Photo : pont d'Asnières-sur-Vègre (72), reconstruit en 1806.

Les adeptes du Nouvel Âge ou New Age représentent une nébuleuse de courants allant de l’écologie à toutes les méthodes de développement personnel, d’une politique globale à l’épanouissement le plus égotique. Les perspectives se veulent holistiques, du microcosme au macrocosme, englobant le psychologique, le somatique et le spirituel. L’univers aurait une conscience qui lui est propre, à laquelle il faudrait se relier pour être en harmonie avec soi-même, avec les autres, avec la nature et avec le cosmos. Ce monde d’énergies communiquerait avec l’homme pour peu qu’il développe ses intuitions et ceci par ses propres expériences ou par l’initiation de ceux qui se prétendent initiés.

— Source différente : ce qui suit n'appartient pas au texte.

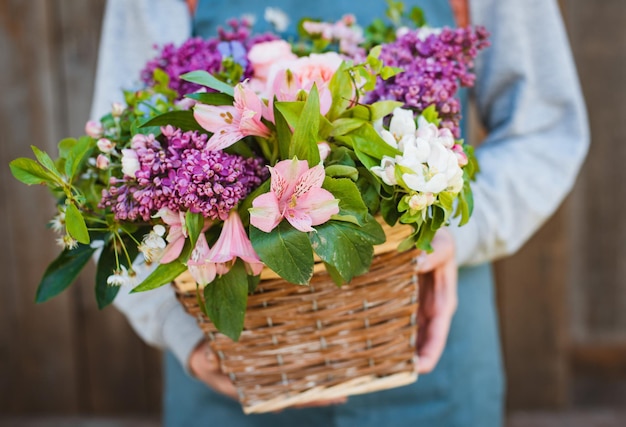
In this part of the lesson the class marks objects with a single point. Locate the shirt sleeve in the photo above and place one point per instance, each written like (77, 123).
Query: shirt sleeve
(529, 100)
(130, 31)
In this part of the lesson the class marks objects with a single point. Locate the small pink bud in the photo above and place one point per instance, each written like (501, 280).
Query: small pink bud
(93, 129)
(460, 154)
(102, 162)
(117, 109)
(105, 145)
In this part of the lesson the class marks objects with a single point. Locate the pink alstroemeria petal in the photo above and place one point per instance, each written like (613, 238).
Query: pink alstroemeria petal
(202, 270)
(213, 118)
(313, 178)
(265, 213)
(223, 138)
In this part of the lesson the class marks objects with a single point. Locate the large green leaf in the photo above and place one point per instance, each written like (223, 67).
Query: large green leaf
(62, 272)
(342, 90)
(77, 155)
(30, 172)
(306, 134)
(205, 79)
(226, 299)
(283, 133)
(180, 119)
(346, 246)
(285, 250)
(162, 275)
(75, 224)
(350, 201)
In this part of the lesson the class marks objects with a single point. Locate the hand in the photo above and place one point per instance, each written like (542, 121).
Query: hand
(204, 365)
(438, 299)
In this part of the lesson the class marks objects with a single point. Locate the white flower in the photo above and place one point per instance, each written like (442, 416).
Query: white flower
(386, 171)
(102, 162)
(130, 162)
(58, 223)
(122, 277)
(420, 201)
(153, 244)
(402, 123)
(67, 242)
(276, 17)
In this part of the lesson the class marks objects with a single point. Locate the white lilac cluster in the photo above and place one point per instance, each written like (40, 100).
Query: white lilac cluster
(431, 161)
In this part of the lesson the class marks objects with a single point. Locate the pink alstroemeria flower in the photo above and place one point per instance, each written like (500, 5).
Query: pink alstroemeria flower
(229, 123)
(201, 269)
(296, 194)
(234, 243)
(176, 235)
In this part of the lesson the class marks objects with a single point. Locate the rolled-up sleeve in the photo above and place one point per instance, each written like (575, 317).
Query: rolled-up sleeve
(529, 100)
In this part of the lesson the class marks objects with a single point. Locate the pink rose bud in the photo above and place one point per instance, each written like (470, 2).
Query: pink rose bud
(102, 162)
(117, 109)
(460, 154)
(105, 145)
(93, 129)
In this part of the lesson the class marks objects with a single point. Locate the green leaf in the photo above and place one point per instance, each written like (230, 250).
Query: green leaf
(105, 293)
(306, 133)
(226, 300)
(369, 142)
(62, 272)
(180, 119)
(75, 224)
(30, 172)
(342, 90)
(380, 109)
(194, 223)
(342, 171)
(65, 146)
(286, 251)
(291, 111)
(162, 275)
(347, 247)
(46, 161)
(346, 125)
(77, 155)
(205, 79)
(283, 133)
(350, 201)
(212, 98)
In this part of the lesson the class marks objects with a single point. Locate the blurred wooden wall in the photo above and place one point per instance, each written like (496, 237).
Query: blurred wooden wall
(562, 298)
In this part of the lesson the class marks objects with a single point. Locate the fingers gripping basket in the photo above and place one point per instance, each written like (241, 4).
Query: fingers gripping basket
(307, 343)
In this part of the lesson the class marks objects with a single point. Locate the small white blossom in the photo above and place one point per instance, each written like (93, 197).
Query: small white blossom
(122, 277)
(153, 244)
(130, 162)
(276, 17)
(58, 223)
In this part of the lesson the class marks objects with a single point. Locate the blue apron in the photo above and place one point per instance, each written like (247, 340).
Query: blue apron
(465, 389)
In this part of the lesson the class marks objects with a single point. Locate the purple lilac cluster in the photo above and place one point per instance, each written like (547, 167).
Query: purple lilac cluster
(435, 66)
(183, 176)
(200, 54)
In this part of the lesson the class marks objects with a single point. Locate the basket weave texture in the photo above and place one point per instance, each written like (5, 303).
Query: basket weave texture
(316, 342)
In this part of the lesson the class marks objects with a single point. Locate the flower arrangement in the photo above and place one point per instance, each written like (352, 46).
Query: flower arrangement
(248, 152)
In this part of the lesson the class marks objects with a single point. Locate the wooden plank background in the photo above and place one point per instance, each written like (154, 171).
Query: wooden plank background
(562, 298)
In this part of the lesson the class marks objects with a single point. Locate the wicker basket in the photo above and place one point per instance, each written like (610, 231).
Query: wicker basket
(307, 343)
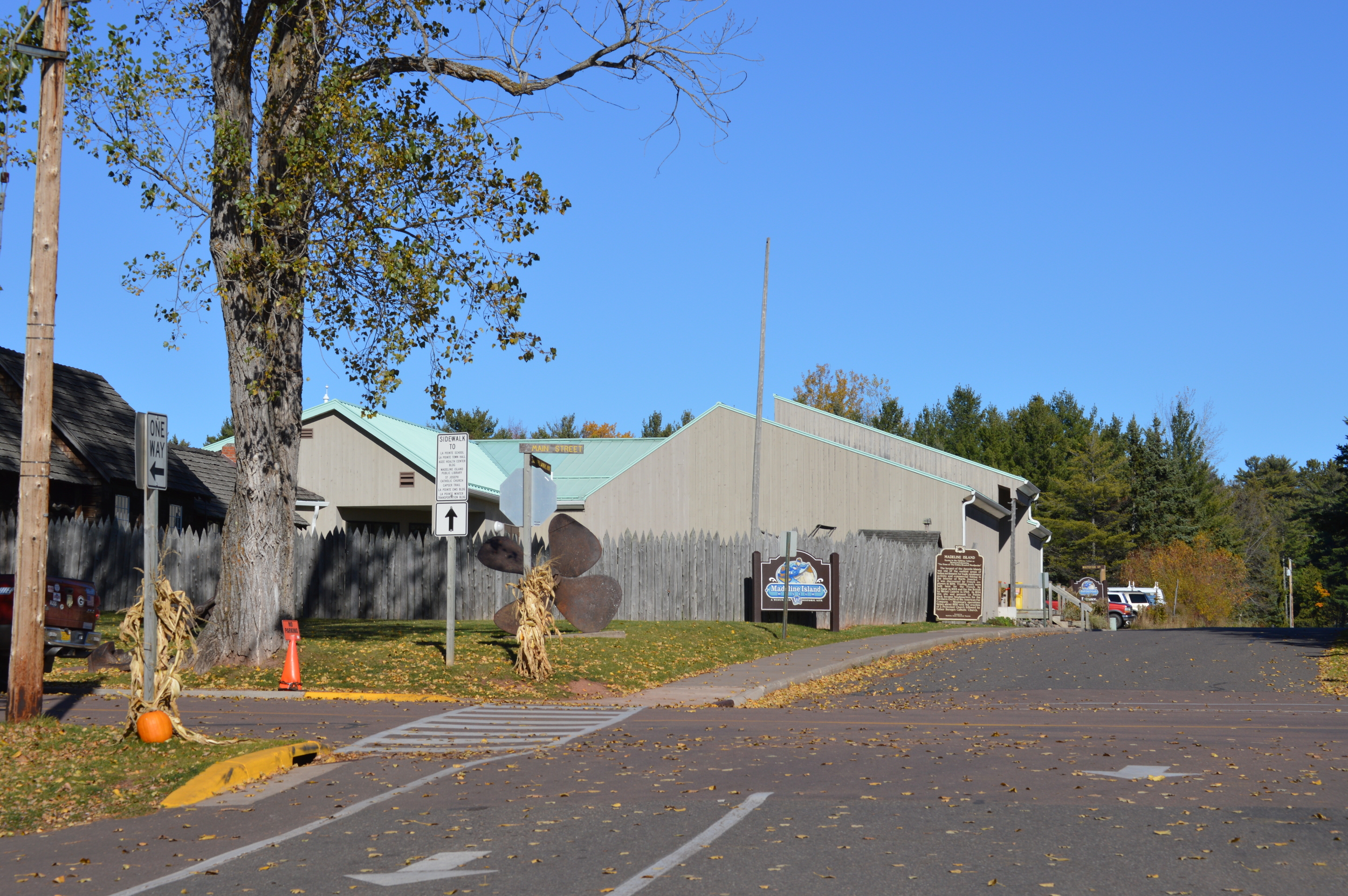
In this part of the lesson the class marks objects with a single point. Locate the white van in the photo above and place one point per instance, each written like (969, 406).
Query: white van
(1138, 596)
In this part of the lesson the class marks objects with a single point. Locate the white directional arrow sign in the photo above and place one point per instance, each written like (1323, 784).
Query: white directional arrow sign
(451, 484)
(435, 868)
(1150, 773)
(452, 519)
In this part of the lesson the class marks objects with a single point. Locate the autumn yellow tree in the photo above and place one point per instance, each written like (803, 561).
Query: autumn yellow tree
(592, 430)
(844, 392)
(1203, 584)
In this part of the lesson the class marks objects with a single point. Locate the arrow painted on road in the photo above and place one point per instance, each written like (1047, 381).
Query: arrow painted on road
(1150, 773)
(435, 868)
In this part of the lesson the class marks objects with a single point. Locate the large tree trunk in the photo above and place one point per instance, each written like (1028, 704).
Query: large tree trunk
(257, 578)
(258, 259)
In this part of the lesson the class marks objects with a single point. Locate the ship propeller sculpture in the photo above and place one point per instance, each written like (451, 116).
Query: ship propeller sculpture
(589, 603)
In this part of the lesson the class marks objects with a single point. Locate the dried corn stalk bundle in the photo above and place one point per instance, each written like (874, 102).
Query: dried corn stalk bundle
(176, 644)
(534, 614)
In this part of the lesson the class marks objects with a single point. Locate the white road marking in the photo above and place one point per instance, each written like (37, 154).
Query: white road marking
(1134, 773)
(490, 728)
(694, 844)
(433, 868)
(351, 810)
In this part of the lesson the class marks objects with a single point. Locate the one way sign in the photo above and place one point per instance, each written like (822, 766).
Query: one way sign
(452, 519)
(152, 452)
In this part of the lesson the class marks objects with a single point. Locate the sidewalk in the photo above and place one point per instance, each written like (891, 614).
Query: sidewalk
(746, 682)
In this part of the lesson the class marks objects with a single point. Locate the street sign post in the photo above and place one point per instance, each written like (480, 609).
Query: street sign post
(451, 516)
(152, 477)
(537, 493)
(542, 493)
(790, 541)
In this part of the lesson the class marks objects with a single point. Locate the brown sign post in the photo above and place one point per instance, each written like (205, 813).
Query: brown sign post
(815, 587)
(958, 587)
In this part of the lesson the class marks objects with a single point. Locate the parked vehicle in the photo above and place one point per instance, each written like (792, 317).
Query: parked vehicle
(1125, 614)
(1152, 596)
(73, 609)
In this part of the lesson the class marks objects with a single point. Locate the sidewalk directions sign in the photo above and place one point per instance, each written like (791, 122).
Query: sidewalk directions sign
(451, 468)
(153, 452)
(958, 585)
(451, 484)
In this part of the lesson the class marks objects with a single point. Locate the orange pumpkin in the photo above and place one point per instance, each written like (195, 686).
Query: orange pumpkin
(154, 727)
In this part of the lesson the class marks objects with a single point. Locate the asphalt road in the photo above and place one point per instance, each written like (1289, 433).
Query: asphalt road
(968, 778)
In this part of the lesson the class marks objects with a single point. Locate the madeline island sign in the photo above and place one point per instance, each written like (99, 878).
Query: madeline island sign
(815, 585)
(958, 585)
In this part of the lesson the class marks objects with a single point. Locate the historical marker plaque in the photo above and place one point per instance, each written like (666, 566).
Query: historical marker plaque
(958, 585)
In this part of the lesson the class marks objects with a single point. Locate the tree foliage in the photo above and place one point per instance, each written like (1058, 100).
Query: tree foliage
(1118, 492)
(844, 392)
(562, 428)
(594, 430)
(479, 424)
(656, 428)
(1204, 584)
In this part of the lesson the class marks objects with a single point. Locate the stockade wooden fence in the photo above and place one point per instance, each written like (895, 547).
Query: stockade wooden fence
(402, 577)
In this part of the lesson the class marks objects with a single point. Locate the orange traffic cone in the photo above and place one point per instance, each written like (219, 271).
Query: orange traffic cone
(290, 674)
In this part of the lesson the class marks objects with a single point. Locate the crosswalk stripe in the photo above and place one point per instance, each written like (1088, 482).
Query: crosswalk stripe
(492, 728)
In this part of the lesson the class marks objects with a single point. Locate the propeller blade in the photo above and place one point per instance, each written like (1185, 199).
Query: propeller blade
(573, 547)
(589, 603)
(503, 555)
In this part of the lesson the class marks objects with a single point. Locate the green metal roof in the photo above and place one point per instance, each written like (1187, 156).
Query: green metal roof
(577, 476)
(416, 444)
(913, 443)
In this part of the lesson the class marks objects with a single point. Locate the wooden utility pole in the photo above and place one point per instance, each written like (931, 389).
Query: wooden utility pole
(758, 414)
(30, 585)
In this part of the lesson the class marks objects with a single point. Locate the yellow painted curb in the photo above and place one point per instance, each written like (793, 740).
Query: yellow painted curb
(240, 770)
(376, 695)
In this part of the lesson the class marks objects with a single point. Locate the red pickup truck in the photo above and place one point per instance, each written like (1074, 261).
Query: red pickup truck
(73, 609)
(1122, 612)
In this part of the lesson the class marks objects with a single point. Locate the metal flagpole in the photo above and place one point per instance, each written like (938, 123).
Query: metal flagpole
(758, 414)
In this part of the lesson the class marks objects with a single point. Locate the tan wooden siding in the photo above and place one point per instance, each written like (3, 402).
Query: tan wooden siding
(352, 471)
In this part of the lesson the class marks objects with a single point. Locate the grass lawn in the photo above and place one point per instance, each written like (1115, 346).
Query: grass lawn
(1333, 667)
(408, 657)
(57, 774)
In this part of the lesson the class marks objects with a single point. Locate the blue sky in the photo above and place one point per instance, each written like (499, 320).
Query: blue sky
(1118, 200)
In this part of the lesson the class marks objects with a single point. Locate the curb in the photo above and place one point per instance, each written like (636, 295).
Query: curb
(300, 695)
(866, 659)
(378, 695)
(240, 770)
(684, 693)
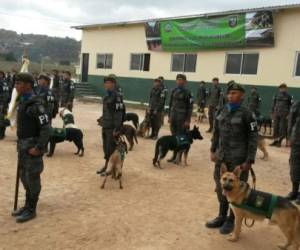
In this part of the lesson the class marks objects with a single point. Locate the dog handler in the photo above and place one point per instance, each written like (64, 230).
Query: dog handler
(33, 131)
(112, 119)
(234, 143)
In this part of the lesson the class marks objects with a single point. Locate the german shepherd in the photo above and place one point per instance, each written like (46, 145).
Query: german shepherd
(133, 117)
(286, 215)
(144, 129)
(169, 142)
(130, 133)
(116, 162)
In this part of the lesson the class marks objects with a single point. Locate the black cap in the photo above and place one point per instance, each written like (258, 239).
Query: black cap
(25, 77)
(232, 85)
(181, 76)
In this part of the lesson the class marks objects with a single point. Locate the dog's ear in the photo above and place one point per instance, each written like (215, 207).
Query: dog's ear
(223, 169)
(237, 171)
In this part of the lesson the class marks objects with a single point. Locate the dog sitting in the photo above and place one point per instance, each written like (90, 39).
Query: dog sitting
(248, 203)
(178, 144)
(130, 133)
(133, 117)
(68, 118)
(59, 135)
(144, 129)
(116, 162)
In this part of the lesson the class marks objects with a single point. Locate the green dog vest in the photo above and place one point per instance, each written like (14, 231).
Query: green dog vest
(260, 203)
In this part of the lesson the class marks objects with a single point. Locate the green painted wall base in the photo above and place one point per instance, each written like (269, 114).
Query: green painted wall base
(138, 89)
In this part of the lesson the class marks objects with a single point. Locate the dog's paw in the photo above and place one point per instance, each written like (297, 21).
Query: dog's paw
(232, 238)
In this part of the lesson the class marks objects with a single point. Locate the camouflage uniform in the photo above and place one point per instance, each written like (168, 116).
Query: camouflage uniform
(281, 106)
(214, 98)
(67, 94)
(156, 105)
(4, 100)
(181, 108)
(33, 131)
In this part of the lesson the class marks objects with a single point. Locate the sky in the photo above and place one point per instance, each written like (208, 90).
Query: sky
(55, 17)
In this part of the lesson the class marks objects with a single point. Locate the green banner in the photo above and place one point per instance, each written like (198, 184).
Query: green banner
(193, 34)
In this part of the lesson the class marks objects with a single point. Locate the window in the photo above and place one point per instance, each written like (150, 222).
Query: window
(140, 62)
(104, 61)
(297, 70)
(184, 62)
(244, 63)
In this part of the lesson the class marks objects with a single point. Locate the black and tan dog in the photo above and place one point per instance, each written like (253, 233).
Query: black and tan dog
(116, 162)
(133, 117)
(130, 133)
(180, 145)
(144, 129)
(59, 135)
(248, 203)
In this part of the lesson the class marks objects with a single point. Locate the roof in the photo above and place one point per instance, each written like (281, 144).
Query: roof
(270, 8)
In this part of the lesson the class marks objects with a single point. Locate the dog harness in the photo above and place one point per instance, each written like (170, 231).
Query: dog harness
(182, 140)
(59, 132)
(258, 202)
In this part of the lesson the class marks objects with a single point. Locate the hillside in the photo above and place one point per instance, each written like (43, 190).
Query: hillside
(56, 49)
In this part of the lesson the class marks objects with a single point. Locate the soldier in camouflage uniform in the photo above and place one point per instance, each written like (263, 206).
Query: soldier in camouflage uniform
(33, 131)
(156, 106)
(181, 107)
(48, 96)
(67, 91)
(254, 101)
(4, 101)
(214, 98)
(112, 119)
(234, 143)
(294, 139)
(282, 103)
(202, 94)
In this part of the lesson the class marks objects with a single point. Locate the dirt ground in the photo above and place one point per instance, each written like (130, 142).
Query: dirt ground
(157, 209)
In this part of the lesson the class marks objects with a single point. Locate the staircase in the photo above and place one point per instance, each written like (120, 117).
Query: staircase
(85, 90)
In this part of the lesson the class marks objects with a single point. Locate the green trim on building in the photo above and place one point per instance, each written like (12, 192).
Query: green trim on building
(138, 89)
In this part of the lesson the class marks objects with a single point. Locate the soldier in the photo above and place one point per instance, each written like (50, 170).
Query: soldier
(294, 139)
(254, 101)
(181, 107)
(56, 85)
(4, 101)
(47, 95)
(202, 94)
(214, 98)
(68, 91)
(112, 119)
(156, 106)
(33, 133)
(234, 143)
(282, 102)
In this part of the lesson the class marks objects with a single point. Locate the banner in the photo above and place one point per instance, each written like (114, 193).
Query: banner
(203, 33)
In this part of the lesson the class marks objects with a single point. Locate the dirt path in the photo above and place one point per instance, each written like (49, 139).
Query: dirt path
(157, 209)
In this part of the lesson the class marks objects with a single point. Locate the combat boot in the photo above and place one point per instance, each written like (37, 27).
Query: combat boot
(27, 215)
(294, 194)
(228, 225)
(220, 219)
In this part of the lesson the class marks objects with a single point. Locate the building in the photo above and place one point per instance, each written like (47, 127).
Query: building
(270, 53)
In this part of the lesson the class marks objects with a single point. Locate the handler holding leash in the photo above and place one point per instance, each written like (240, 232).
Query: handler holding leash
(112, 118)
(234, 143)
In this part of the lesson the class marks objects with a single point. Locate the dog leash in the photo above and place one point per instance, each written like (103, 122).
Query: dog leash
(253, 187)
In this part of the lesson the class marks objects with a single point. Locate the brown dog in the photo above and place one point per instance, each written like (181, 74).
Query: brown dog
(256, 205)
(262, 147)
(116, 161)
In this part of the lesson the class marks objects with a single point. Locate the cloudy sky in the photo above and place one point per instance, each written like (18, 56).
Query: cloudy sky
(54, 17)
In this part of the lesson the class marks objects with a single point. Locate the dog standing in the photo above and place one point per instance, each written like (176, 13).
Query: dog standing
(256, 205)
(130, 133)
(178, 144)
(116, 162)
(59, 135)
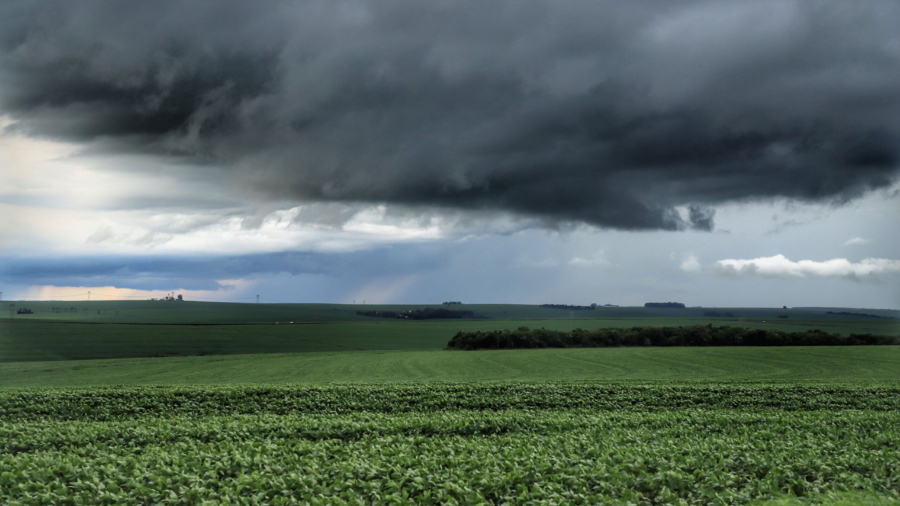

Coach, gourou, accompagnateur, psychothérapeute, chamanes… agissent au sein de formations aux compétences autoproclamées et imbibent le marché du bien-être, de la guérison ou de la réalisation de soi. Il s’agit d’épanouir tous les aspects de son être, d’échapper à notre finitude existentielle, à tout ce qui empêcherait une quête de bonheur tel qu’il est imaginé. Tout ce qui fait obstacle à l’épanouissement au développement de l’intuition doit être éliminé. Il faut donc pour y parvenir, nettoyer, guérir, purifier, harmoniser, exorciser, libérer dans tous les méandres de la mémoire personnelle, familiale, collective, culturelle, voire, mais ce n’est pas encore parvenu dans les milieux catholiques, dans les vies antérieures.

Une prolifération incontrôlée de formations, de sessions, et autres « séminaires » a déferlé dans la société, l’Église catholique n’étant pas en reste. Centres spirituels, communautés religieuses, centres diocésains, mais aussi collèges, lycées, et même écoles primaires, se sont trouvés investis par cette vague. Semaines, week-ends ou soirées de guérison sont apparus aux quatre coins de la France catholique. L’ennéagramme, la sophrologie, la méditation de pleine conscience, la PNL — Programmation Neuro Linguistique —, La CNV — Communication Non Violente —, entre autres, ont reçu la bénédiction de quelques évêques et ont pénétré dans les sphères catholiques de tous les diocèses de France. Nombre diocèses investissent dans de grands rassemblements de jeunes conditionnés par effets sonores et visuels à l’instar des concerts de trance music[1]. Il est intéressant aussi d’étudier les sources des nouvelles « techniques » d’évangélisation, comme les Cours Alpha, et les formations proposées aux prêtres, parmi les jeunes ou les plus dynamiques, utilisant le management et le marketing à l’anglo-saxonne, comme Pasteurs selon mon cœur.

Mais ce bien-être tant désiré personnellement peut entraîner des ruptures de relation entre enfants et parents entre conjoints et à tous les niveaux relationnels, car il faut bien désigner un ou plusieurs responsables à son mal-être. Tout ce qui produirait de mauvais souvenirs, de mauvaises vibrations, d’ondes inharmonieuses, d’ondes négatives doit être éliminé. Le moi est au centre et doit trouver son exaltation de bonheur. Ainsi son prochain peut être néantisé. Effectivement le prochain devient l’autre qui doit trouver sa propre voie, ça le regarde, ce n’est pas mon problème. C’est alors que ces dérives personnelles deviennent sociétales.